Going back as far as at least the 1400s, words like “hollo” and “holla” were used in England. A speaker shouted them out when they needed to get attention fast, sort of like, “Hey everybody, look at this!” Like many very old English words, hollo has its roots in an Old German word, holon, which technically means “to fetch,” but was most used to hail a ferryman. In England and English, its use remained the same well into the 1800s: as a call of urgency. But by then, it had evolved into “hullo,” and in American English into “hello.” It only took off in popularity as a casual greeting when it became the most common way to introduce oneself at the beginning of conservations held via that new to the late 1800s invention: the telephone. (It beats telephone inventor Alexander Graham Bell’s suggestion of “ahoy.”)
Around the same time that hello was becoming a common American greeting, “hi” appeared, too.

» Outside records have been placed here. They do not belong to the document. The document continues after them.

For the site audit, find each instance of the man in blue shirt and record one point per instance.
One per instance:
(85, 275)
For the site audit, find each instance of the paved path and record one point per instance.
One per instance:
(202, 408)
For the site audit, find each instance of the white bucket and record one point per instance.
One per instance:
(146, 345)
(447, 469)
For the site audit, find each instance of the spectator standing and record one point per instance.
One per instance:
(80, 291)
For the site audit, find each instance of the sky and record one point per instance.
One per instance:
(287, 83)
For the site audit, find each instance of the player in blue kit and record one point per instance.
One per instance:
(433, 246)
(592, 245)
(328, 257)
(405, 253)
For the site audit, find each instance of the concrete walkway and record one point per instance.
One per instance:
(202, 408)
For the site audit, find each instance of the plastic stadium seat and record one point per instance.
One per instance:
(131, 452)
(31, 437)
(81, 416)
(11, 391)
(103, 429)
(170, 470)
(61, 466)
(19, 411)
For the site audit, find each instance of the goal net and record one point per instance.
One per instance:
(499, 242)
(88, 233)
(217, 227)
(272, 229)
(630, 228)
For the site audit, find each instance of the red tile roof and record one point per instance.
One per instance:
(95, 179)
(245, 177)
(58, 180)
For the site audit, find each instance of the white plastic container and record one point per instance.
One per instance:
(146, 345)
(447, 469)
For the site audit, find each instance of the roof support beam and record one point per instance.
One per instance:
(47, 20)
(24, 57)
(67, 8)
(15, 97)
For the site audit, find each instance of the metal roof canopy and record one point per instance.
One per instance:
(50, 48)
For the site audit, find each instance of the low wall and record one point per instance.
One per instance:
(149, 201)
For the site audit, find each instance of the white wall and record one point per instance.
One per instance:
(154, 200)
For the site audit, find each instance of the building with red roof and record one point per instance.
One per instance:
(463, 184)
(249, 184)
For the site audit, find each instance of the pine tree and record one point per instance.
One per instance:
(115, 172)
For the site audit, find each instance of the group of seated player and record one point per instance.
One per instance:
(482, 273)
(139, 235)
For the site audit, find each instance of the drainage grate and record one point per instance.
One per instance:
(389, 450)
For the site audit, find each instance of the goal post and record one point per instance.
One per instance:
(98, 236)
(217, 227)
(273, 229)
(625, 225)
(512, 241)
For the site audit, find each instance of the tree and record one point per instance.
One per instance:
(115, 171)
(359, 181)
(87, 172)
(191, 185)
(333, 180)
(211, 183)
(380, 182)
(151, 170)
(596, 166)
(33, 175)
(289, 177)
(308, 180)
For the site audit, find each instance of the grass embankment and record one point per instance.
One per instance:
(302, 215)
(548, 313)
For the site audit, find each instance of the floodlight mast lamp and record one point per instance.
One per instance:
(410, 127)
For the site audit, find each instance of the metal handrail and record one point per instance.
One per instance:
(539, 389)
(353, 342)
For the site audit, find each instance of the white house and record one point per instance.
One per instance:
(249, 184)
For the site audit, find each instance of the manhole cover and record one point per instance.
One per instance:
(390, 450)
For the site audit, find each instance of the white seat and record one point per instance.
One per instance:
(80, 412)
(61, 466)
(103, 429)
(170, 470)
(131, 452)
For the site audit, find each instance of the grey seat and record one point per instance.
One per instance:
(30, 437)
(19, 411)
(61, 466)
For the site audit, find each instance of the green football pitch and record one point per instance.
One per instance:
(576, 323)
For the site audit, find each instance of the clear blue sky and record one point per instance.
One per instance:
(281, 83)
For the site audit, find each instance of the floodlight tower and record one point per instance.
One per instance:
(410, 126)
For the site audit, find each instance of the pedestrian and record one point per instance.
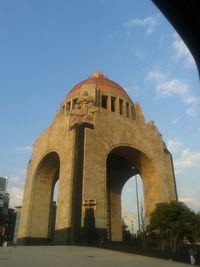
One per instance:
(192, 253)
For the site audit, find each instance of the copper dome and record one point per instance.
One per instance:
(99, 79)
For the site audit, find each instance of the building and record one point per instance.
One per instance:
(97, 140)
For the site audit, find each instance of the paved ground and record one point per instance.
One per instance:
(73, 256)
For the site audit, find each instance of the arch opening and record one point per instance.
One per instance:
(132, 203)
(42, 226)
(123, 163)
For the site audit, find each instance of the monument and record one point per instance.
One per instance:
(97, 141)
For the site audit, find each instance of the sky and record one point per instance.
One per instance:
(46, 47)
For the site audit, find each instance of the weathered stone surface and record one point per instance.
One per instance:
(96, 142)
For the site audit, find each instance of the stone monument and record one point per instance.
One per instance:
(97, 141)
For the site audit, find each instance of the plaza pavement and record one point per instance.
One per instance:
(74, 256)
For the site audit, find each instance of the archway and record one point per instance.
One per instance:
(123, 163)
(42, 224)
(132, 203)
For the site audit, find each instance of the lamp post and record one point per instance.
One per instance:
(137, 201)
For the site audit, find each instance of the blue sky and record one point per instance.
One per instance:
(46, 47)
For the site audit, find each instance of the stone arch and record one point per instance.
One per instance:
(123, 162)
(45, 177)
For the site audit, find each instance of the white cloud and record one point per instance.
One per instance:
(166, 87)
(149, 24)
(23, 148)
(181, 51)
(175, 120)
(16, 196)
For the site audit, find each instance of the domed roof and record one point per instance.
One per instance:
(99, 79)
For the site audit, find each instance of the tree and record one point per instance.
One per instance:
(170, 222)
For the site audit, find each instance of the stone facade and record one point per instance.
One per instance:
(97, 140)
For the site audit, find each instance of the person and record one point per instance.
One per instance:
(192, 256)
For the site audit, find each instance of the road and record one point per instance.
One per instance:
(74, 256)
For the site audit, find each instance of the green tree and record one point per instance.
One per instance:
(171, 222)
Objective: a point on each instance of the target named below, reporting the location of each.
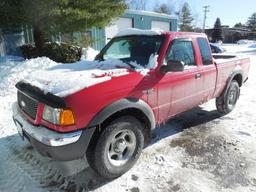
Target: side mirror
(172, 65)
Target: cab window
(181, 50)
(205, 51)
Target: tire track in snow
(22, 170)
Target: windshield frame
(104, 50)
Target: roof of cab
(133, 31)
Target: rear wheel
(118, 147)
(226, 103)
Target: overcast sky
(230, 12)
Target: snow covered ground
(198, 151)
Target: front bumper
(58, 146)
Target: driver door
(180, 91)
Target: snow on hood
(65, 79)
(132, 31)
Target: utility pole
(206, 10)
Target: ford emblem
(23, 104)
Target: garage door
(165, 26)
(116, 26)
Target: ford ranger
(107, 111)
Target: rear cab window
(205, 51)
(181, 50)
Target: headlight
(62, 117)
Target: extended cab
(111, 117)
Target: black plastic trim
(36, 93)
(231, 77)
(67, 152)
(121, 105)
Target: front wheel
(226, 103)
(118, 147)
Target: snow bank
(132, 31)
(65, 79)
(253, 46)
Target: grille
(27, 104)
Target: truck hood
(65, 79)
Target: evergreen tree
(186, 18)
(217, 34)
(251, 23)
(239, 25)
(163, 8)
(48, 17)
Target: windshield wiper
(131, 65)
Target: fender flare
(121, 105)
(237, 71)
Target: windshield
(136, 49)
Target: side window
(205, 51)
(181, 50)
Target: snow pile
(132, 31)
(89, 54)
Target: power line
(206, 10)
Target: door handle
(198, 76)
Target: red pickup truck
(110, 121)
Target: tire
(117, 148)
(225, 104)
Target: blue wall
(140, 21)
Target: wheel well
(136, 113)
(239, 79)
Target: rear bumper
(57, 146)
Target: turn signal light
(67, 117)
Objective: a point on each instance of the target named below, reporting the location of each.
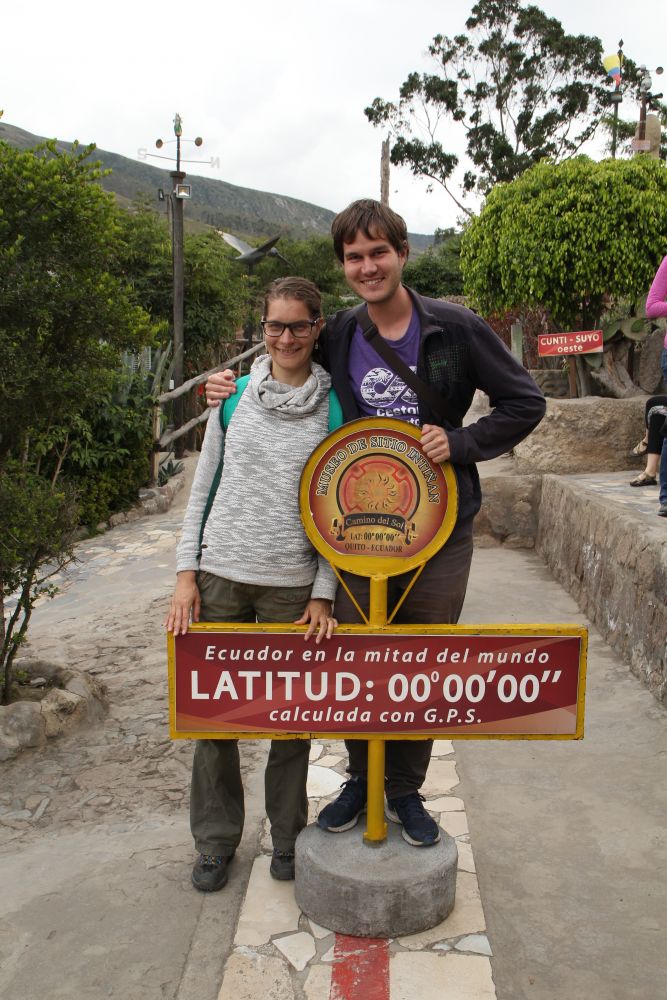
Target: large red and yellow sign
(371, 502)
(521, 681)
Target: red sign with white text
(454, 681)
(584, 342)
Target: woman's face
(290, 353)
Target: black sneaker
(419, 829)
(345, 811)
(282, 865)
(210, 872)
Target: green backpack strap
(224, 416)
(230, 404)
(335, 411)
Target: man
(455, 352)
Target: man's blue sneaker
(419, 829)
(345, 811)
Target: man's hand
(185, 600)
(435, 443)
(219, 387)
(318, 618)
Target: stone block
(60, 710)
(593, 434)
(374, 891)
(509, 510)
(21, 725)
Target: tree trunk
(612, 377)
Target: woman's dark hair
(295, 288)
(375, 220)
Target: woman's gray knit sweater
(254, 533)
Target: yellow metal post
(376, 828)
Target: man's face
(373, 268)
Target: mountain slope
(214, 203)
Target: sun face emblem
(376, 491)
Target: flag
(613, 66)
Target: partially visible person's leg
(286, 774)
(285, 791)
(656, 410)
(662, 510)
(216, 797)
(217, 810)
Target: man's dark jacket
(458, 353)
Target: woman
(251, 561)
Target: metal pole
(384, 173)
(376, 827)
(516, 340)
(614, 130)
(177, 259)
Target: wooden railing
(163, 442)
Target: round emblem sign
(372, 503)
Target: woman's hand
(186, 600)
(318, 618)
(220, 386)
(435, 443)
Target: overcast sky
(276, 89)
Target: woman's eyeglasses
(300, 328)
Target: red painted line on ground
(360, 969)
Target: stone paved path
(95, 851)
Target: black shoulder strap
(425, 392)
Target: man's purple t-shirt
(379, 392)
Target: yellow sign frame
(442, 630)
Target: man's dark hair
(374, 220)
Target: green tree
(217, 296)
(437, 271)
(516, 86)
(65, 317)
(574, 238)
(144, 260)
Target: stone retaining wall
(615, 567)
(583, 435)
(610, 561)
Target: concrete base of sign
(388, 890)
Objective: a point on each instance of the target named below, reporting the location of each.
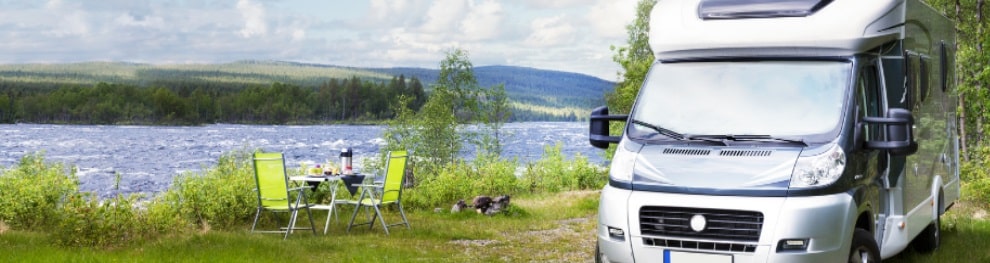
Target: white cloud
(146, 21)
(553, 4)
(550, 31)
(254, 19)
(569, 35)
(444, 16)
(71, 20)
(483, 22)
(609, 18)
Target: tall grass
(43, 197)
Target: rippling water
(148, 157)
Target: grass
(539, 228)
(544, 228)
(965, 235)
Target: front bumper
(827, 223)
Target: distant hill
(547, 92)
(538, 90)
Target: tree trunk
(979, 82)
(962, 97)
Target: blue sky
(567, 35)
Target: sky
(565, 35)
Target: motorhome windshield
(778, 98)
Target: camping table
(334, 180)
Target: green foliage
(432, 133)
(554, 173)
(221, 198)
(976, 178)
(461, 180)
(31, 192)
(85, 221)
(193, 103)
(635, 59)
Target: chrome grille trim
(700, 245)
(722, 225)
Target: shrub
(975, 177)
(487, 175)
(86, 221)
(554, 173)
(31, 192)
(222, 197)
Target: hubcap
(861, 255)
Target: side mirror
(898, 131)
(599, 134)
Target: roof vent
(735, 9)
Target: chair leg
(292, 223)
(378, 214)
(403, 213)
(312, 226)
(356, 209)
(329, 213)
(257, 214)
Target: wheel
(864, 249)
(929, 239)
(598, 253)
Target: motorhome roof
(682, 29)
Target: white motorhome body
(784, 131)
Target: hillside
(541, 92)
(562, 93)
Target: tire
(864, 249)
(929, 239)
(598, 253)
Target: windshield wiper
(747, 137)
(660, 130)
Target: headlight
(622, 163)
(819, 170)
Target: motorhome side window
(867, 88)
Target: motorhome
(784, 131)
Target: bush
(461, 180)
(86, 221)
(31, 192)
(554, 173)
(222, 197)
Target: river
(148, 157)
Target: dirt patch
(980, 214)
(474, 243)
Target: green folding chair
(275, 196)
(389, 192)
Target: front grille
(744, 153)
(697, 245)
(722, 225)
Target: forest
(262, 92)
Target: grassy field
(553, 228)
(550, 228)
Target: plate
(670, 256)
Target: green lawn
(550, 228)
(556, 228)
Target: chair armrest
(299, 188)
(368, 185)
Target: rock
(482, 203)
(460, 205)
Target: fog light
(616, 233)
(788, 245)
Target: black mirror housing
(898, 131)
(598, 133)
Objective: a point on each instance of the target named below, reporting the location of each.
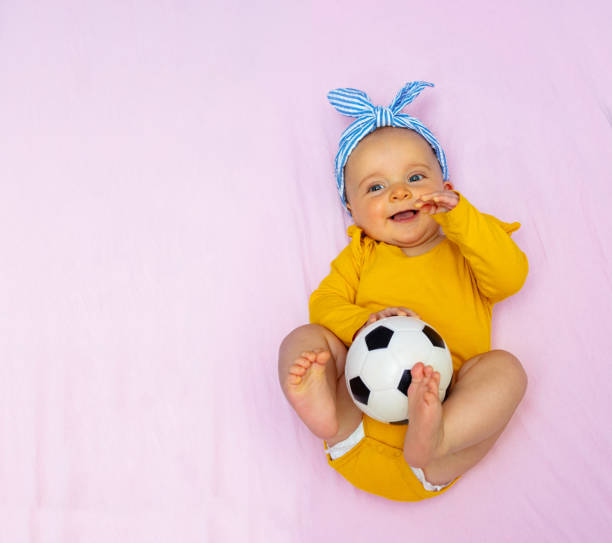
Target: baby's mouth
(405, 215)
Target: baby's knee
(512, 366)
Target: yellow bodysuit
(452, 287)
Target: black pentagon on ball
(360, 391)
(405, 382)
(433, 336)
(379, 338)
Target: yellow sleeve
(499, 266)
(333, 303)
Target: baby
(417, 248)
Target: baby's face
(385, 175)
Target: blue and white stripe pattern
(356, 103)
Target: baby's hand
(388, 312)
(437, 202)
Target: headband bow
(356, 103)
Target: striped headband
(356, 103)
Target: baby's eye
(373, 188)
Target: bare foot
(310, 394)
(425, 429)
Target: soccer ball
(379, 361)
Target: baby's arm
(332, 304)
(499, 266)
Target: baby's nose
(400, 192)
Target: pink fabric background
(167, 205)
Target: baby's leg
(446, 441)
(311, 372)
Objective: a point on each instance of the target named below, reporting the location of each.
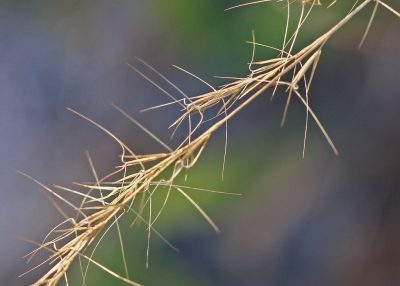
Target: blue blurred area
(322, 220)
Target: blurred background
(322, 220)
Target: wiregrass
(106, 200)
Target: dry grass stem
(109, 198)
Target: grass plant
(106, 200)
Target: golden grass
(109, 198)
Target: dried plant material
(111, 197)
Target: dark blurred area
(322, 220)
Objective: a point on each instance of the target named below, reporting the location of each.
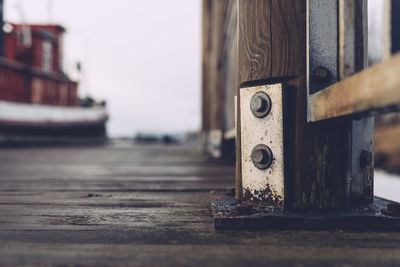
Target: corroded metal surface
(262, 185)
(230, 213)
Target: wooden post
(214, 16)
(272, 48)
(323, 159)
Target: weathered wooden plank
(206, 49)
(371, 91)
(254, 39)
(148, 228)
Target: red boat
(38, 101)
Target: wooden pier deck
(147, 205)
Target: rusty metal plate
(262, 185)
(229, 213)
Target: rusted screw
(260, 104)
(261, 156)
(322, 74)
(392, 209)
(365, 159)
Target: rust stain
(268, 197)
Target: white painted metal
(262, 185)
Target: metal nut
(365, 159)
(261, 156)
(322, 74)
(260, 104)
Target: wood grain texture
(206, 50)
(85, 206)
(217, 65)
(372, 90)
(254, 22)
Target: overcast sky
(143, 57)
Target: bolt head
(258, 156)
(261, 156)
(257, 103)
(260, 104)
(322, 74)
(365, 159)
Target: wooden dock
(149, 206)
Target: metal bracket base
(230, 213)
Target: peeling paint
(266, 186)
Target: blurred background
(93, 71)
(142, 58)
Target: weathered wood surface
(372, 90)
(147, 206)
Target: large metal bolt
(260, 104)
(261, 156)
(322, 74)
(365, 159)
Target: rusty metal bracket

Its origin and development were completely separate from that of hello, but it’s a similar story. As “hollo” meant “hey!” “hi” was actually a corruption of “hey!” Its first printed use occurred in 1862.
Most commonly associated with the South, particularly Texas, or friendly cowboys, “howdy” is a casual, friendly greeting. Indeed, it made its first appearance in written form in the mid-19th century as an example word of the Southern dialect. But it’s actually a version of another, older phrase. It’s a shortening, or contraction from “How do ye?” a greeting used by Scottish and Irish immigrants who’d settled in the U.S., particularly in the South and West. That phrase is, in turn, a shortening of the more formal “how do you do?” In other words, “how do you do?” became “how do ye?” and in a Scottish brogue, over time, that became “howdy.”